Tra pazienti ci si coinvolge facilmente, c’è una base comune che è il fatto di condividere la stessa condizione. Spesso gli altri pazienti ascoltano di più un malato che cita un elemento di vita vissuta piuttosto che il medico perché quella particolare situazione l’hanno vista entrambi, la riconoscono e la capiscono. Entrambi sanno di cosa si sta parlando, c’è un’immedesimazione automatica. Con il medico è normale che sia diverso, ed è anche giusto perché i ruoli sono differenti.

Paola, che cosa le ha dato la “sua” sclerosi multipla? 

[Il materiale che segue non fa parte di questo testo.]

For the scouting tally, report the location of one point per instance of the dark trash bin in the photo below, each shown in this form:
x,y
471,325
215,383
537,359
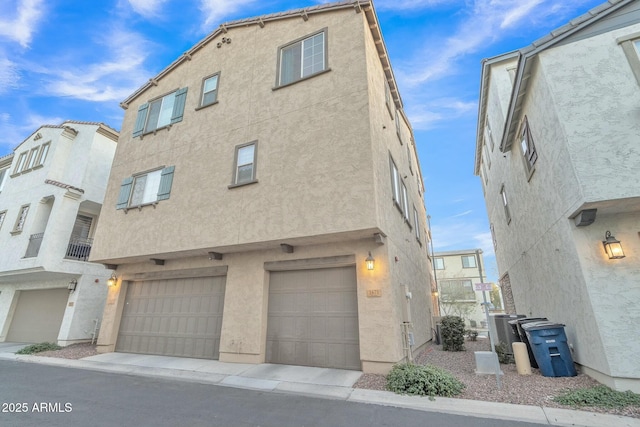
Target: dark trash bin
x,y
549,344
517,324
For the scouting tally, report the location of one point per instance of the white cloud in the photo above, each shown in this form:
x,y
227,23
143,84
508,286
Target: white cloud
x,y
121,73
9,75
147,8
216,11
21,26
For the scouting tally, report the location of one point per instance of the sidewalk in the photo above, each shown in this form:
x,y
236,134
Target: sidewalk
x,y
317,382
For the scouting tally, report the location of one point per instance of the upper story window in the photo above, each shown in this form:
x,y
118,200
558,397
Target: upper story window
x,y
505,204
3,176
302,58
631,47
528,147
160,112
244,170
209,90
145,188
468,261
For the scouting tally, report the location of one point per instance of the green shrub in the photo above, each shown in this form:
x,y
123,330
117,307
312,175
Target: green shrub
x,y
37,348
599,396
452,331
423,380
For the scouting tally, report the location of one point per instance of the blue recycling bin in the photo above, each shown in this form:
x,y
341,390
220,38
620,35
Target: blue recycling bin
x,y
549,345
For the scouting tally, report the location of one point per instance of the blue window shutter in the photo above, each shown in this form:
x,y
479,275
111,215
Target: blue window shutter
x,y
125,191
166,180
178,105
140,120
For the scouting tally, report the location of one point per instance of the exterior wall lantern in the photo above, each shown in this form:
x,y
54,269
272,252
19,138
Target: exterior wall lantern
x,y
113,280
370,262
612,247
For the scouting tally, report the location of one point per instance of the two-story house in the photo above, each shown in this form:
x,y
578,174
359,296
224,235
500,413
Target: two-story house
x,y
266,201
457,273
51,191
557,153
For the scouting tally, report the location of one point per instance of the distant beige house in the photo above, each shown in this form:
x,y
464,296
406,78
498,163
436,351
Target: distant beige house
x,y
257,178
457,273
51,191
557,153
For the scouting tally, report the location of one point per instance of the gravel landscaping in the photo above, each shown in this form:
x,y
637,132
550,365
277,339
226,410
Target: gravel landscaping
x,y
519,389
531,389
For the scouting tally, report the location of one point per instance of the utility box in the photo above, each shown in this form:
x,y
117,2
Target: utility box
x,y
549,344
505,332
517,325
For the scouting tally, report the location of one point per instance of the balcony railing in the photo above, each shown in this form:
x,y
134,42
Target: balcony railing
x,y
79,248
35,240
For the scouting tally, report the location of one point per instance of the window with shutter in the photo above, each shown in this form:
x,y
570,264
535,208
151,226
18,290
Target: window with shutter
x,y
146,188
160,113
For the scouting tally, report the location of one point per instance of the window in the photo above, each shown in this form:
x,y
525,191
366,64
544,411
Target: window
x,y
405,204
527,146
387,97
21,162
416,224
456,290
209,90
631,47
22,217
302,58
468,261
145,188
395,183
503,195
244,171
398,127
160,112
3,176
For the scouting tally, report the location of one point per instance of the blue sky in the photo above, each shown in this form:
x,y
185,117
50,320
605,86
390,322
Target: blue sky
x,y
77,59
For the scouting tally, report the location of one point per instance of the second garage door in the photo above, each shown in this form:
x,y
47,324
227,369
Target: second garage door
x,y
178,317
313,318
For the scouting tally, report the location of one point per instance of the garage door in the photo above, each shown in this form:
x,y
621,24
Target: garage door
x,y
38,315
313,318
178,317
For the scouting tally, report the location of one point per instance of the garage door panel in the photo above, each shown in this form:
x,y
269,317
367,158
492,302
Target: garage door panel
x,y
181,317
311,318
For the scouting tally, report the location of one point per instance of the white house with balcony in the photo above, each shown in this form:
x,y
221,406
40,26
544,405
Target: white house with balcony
x,y
51,190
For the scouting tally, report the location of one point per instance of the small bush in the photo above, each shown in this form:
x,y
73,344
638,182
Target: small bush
x,y
452,333
423,380
598,396
503,356
40,347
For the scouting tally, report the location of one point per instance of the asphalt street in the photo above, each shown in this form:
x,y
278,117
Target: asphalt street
x,y
33,394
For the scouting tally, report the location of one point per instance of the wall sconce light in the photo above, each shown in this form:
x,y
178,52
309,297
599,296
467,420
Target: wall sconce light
x,y
113,280
370,262
612,247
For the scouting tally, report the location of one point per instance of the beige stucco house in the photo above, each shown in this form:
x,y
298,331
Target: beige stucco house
x,y
557,153
51,191
255,177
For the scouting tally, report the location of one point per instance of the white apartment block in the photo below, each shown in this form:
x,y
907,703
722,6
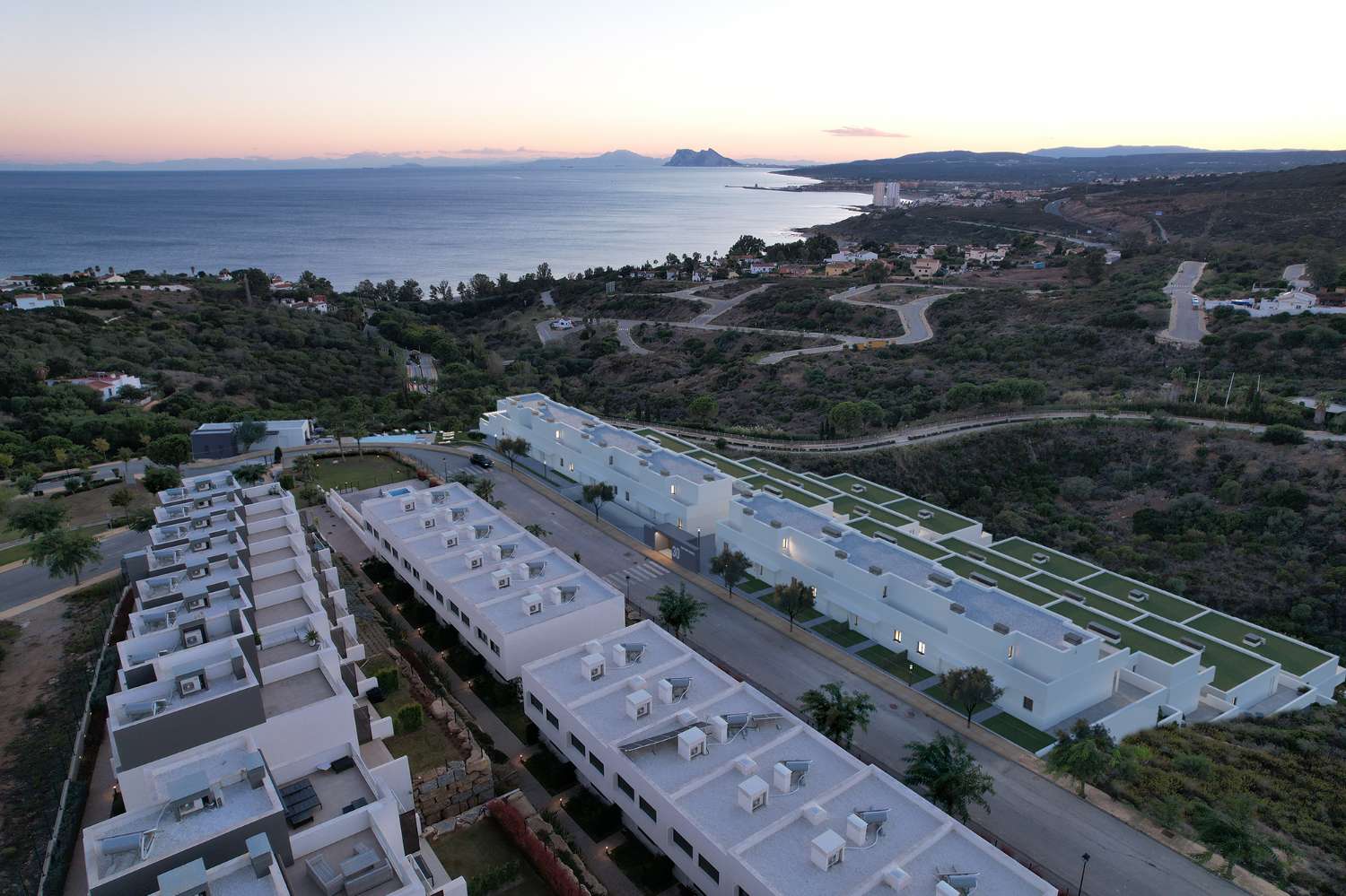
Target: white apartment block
x,y
745,798
1062,637
506,594
661,486
244,748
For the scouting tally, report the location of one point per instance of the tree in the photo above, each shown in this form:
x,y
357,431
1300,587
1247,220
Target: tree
x,y
1085,753
159,478
731,565
66,553
250,474
794,599
598,494
121,500
248,432
513,448
35,517
1230,829
836,713
703,409
971,688
948,774
170,451
678,611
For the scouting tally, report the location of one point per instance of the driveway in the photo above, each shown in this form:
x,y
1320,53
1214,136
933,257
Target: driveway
x,y
1186,323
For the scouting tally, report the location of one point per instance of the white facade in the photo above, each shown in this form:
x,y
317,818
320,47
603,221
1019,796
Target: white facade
x,y
742,796
508,595
659,484
242,745
887,194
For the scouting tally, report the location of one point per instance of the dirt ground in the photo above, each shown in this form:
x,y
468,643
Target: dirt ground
x,y
31,661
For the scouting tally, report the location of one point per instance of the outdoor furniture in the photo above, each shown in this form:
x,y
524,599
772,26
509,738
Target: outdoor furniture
x,y
323,874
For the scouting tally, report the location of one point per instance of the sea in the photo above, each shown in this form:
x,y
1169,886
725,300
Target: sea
x,y
379,223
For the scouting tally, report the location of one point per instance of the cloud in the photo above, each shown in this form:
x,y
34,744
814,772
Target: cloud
x,y
861,132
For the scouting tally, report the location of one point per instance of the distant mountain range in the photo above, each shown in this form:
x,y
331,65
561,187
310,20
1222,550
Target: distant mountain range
x,y
700,159
1034,170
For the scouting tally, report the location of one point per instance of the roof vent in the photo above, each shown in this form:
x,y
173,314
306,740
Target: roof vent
x,y
753,794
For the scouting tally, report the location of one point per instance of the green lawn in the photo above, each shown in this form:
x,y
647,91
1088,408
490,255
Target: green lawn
x,y
1019,732
358,471
1131,637
1294,657
1158,602
1232,666
786,491
1058,564
844,482
484,847
940,521
835,631
1120,608
672,443
987,557
723,465
894,664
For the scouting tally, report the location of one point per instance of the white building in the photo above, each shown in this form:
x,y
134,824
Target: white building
x,y
38,300
673,491
108,385
508,595
745,798
244,748
887,196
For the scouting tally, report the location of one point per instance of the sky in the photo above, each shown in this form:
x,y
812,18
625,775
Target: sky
x,y
153,80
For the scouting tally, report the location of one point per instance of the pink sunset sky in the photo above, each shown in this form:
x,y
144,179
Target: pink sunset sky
x,y
150,80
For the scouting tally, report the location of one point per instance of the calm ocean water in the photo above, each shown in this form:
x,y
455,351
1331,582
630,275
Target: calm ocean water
x,y
430,223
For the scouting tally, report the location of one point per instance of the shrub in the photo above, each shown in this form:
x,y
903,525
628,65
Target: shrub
x,y
409,718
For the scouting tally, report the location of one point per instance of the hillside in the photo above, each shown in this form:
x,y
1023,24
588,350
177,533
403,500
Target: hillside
x,y
1042,171
700,159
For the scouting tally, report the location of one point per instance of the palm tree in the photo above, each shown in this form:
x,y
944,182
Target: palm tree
x,y
949,775
66,553
836,712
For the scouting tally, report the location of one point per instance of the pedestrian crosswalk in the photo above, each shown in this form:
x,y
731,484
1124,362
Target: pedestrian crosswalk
x,y
643,570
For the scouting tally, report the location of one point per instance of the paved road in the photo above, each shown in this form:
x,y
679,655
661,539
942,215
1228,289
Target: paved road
x,y
1044,821
1186,323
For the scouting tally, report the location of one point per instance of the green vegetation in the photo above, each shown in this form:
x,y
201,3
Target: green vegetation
x,y
1019,732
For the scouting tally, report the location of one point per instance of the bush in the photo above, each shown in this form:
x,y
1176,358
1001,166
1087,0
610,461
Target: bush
x,y
1283,435
409,718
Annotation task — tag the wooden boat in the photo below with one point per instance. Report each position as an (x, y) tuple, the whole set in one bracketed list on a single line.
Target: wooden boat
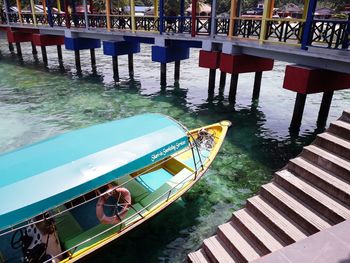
[(73, 194)]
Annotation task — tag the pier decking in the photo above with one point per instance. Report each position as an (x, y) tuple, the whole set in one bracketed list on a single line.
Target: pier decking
[(309, 195)]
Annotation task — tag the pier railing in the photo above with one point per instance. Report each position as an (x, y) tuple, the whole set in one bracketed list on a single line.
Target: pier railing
[(325, 33), (330, 33)]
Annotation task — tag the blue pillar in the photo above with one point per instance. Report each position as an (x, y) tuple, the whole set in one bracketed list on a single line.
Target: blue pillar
[(182, 14), (74, 14), (49, 12), (347, 35), (7, 10), (307, 34), (161, 16)]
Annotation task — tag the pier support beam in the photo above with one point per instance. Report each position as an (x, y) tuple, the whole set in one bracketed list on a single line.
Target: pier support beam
[(44, 54), (115, 69), (93, 59), (34, 50), (77, 60), (177, 71), (257, 85), (233, 88), (59, 54), (222, 80), (211, 82), (131, 65), (210, 60), (163, 74), (169, 54), (298, 111), (11, 47), (324, 109), (119, 48), (19, 49)]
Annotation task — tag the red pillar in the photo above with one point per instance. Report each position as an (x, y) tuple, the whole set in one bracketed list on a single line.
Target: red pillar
[(66, 13), (194, 15)]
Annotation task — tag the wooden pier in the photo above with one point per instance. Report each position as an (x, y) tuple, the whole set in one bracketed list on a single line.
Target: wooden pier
[(309, 195)]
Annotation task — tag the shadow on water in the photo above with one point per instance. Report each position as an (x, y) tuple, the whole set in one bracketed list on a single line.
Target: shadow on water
[(252, 151)]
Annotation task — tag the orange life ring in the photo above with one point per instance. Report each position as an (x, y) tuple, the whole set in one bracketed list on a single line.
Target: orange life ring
[(123, 196)]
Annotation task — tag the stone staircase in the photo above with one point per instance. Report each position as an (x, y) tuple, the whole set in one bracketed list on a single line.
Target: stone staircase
[(310, 194)]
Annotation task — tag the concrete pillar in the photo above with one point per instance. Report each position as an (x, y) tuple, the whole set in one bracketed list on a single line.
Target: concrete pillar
[(34, 51), (163, 74), (298, 111), (177, 71), (11, 48), (93, 59), (324, 109), (211, 83), (59, 53), (222, 80), (257, 85), (115, 68), (77, 60), (131, 65), (233, 88), (19, 50), (44, 54)]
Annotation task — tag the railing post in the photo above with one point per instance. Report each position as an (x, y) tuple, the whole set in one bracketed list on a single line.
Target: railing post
[(232, 17), (213, 19), (18, 2), (307, 34), (108, 14), (182, 14), (132, 11), (161, 16), (49, 9), (6, 5), (86, 15), (346, 42), (33, 11), (268, 7), (194, 16)]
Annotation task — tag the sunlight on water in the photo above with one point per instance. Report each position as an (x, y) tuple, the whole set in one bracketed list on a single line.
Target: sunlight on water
[(38, 102)]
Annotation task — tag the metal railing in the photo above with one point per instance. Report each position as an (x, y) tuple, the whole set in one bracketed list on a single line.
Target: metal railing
[(330, 33)]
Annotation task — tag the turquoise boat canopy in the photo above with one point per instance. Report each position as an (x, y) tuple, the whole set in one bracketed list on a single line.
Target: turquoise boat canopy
[(39, 177)]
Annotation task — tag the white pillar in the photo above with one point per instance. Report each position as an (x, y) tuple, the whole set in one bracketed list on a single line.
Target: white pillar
[(213, 18)]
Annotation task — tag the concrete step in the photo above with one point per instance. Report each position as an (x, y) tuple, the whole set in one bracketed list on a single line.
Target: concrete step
[(334, 144), (237, 242), (216, 250), (324, 180), (341, 129), (314, 197), (327, 161), (294, 208), (260, 235), (277, 221), (346, 116), (198, 257)]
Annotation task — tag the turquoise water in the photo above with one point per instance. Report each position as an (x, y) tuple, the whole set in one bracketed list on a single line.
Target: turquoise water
[(37, 102)]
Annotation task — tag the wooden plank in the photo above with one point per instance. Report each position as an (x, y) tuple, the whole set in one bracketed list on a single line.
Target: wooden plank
[(275, 220)]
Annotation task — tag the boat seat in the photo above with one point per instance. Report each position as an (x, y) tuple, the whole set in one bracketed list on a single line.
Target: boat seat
[(137, 191), (100, 228), (153, 180), (67, 226), (181, 178), (152, 200)]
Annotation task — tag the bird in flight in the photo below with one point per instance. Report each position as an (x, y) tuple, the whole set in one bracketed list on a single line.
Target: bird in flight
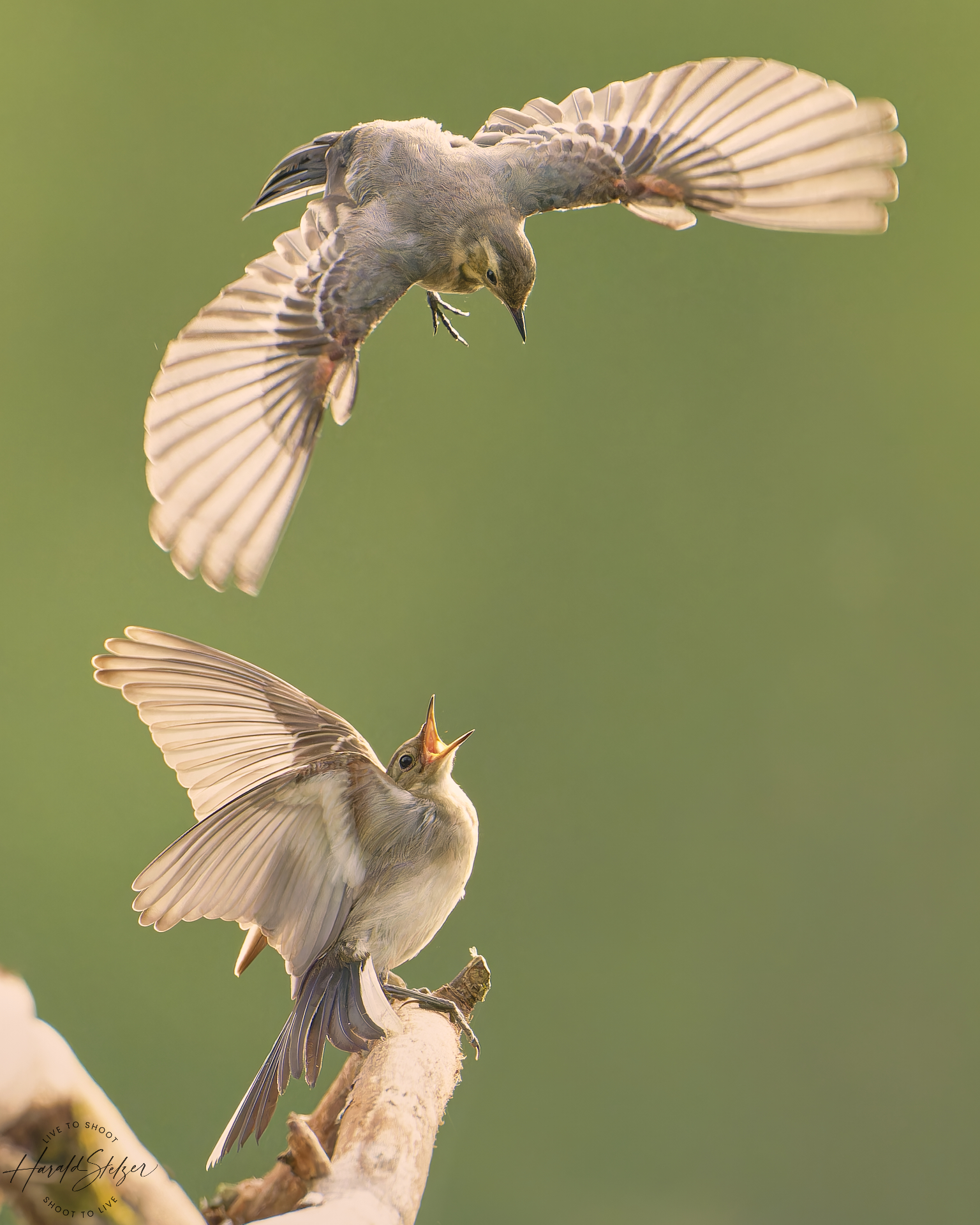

Ho una nuova e maggiore consapevolezza. Sono cambiata come persona e ho acquisito delle competenze nuove, sono diventata più attenta e paziente, oltreché più indulgente con me stessa. Ho dei limiti e non me la prendo troppo a male. So che non è colpa mia se non riesco a fare determinate cose. È importante risolvere il rapporto con la patologia.

Qualcuno potrebbe obiettare che non è poi così semplice… 

Ne sono cosciente, ma dobbiamo provare a essere positivi. Vedo tanti pazienti che hanno ancora problemi, che provano un senso perenne di combattimento e tanta rabbia per non riuscire a vivere la propria vita appieno. Tuttavia dobbiamo includere questa malattia nel nostro progetto di vita, fa parte di noi.

Resilienza, insomma. 

Esatto. È il miglior “regalo” che possa fare questa malattia. Affronti gli ospedali, le terapie, gli stravolgimenti e da lì in un modo o nell’altro ne vieni fuori. La patologia ha anche qualche lato positivo, ti permette di acquisire la capacità di affrontare le difficoltà consapevole che non sarà la fine di tutto.